1998 yılının son bir-iki ayına gelinceye kadar çeklerini aksatmadan ödeyenler, ekonomide meydana gelen olumsuz şartlar nedeniyle son birkaç çekini ödeyemediği için, bugün cezalandırılma durumunda kalıyor. Kimileri farklı kişi ve kuruluşlara verdiği 20-30 çek için 20-30 yıl hapis cezası bile alacak. Denilebilir ki, borçlarını ödesinler de kurtulsunlar. Peki bu nasıl olacak? Adam hapse düşerse, nasıl para kazanıp da borçlarını ödeyecek? Şirketlerin yöneticileri -ki bunların da çoğu ekonomik kriz nedeniyle şimdi işsiz durumda- olmayan maaşlarıyla şirketlerinin borçlarını karşılayabilirler mi? Devlet borcunu ödemediğinde herhangi bir yaptırımla karşı karşıya değil. O halde, kendini cezalandırmayan devlet, vatandaşlarına bu cezayı nasıl reva görür?

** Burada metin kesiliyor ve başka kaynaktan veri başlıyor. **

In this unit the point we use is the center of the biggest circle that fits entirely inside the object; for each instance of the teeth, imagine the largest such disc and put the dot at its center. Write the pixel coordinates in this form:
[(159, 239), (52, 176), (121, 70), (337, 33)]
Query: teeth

Karşılıksız çek verenlerin af dışında bırakılmasının bazı avukatların işine yarayacağı açıktır. Barolar Birliği'nin mensuplarını bu şaibe altında bırakmayacak şekilde girişimlerde bulunacağını ummak isterim.
Sayın Adalet Bakanı'na ise karşılıksız çek verenlerin de çocuklarının bulunduğunu kamuoyu adına ayrıca hatırlatırım.
Prof. Özer SERPER-Uludağ Üniversitesi-BURSA
Kira yardımı
GÖLCÜK Tersane Komutanlığı'ndan 4 yıl önce emekli oldum, ucuz diye Burdur'a yerleştim. Ancak, 25 yıllık birikimimle ve emekli tazminatım ile Gölcük'te sahip olduğum tek evimden oldum. Kiracım ise sağ olarak kurtuldu.
Hükümet, kira yardımı konusunda yanlışları düzeltmelidir.
Kira yardımı gerçekte mal sahiplerine neden yapılmıyor. Kiracılara, konut ve eşya yardımı yapılması daha doğrudur.
Nurettin AVCI-BURDUR
Barış'a ve Ümit'e şans
‘Oğlum Barış'ı geri istiyorum. Küçük yaştan beri beste yapar, şiir yazar. O aydın bir genç.’ ‘‘Oğlum Ümit, beş yıldan beri aramızda yok. Düşünen, araştıran sosyal tarafı kuvvetli bir genç o...’’
Bu sözler Barış'ın annesi Ayşe Yıldırım ile Ümit'in annesi Gülter Kanlı'ya ait...
Ege Üniversitesi öğrencisi Barış Yıldırım Buca'da, konservatuvar öğrencisi Ümit Kanlı da Bergama Cezaevi'nde 4.5 yıldır yatıyorlar.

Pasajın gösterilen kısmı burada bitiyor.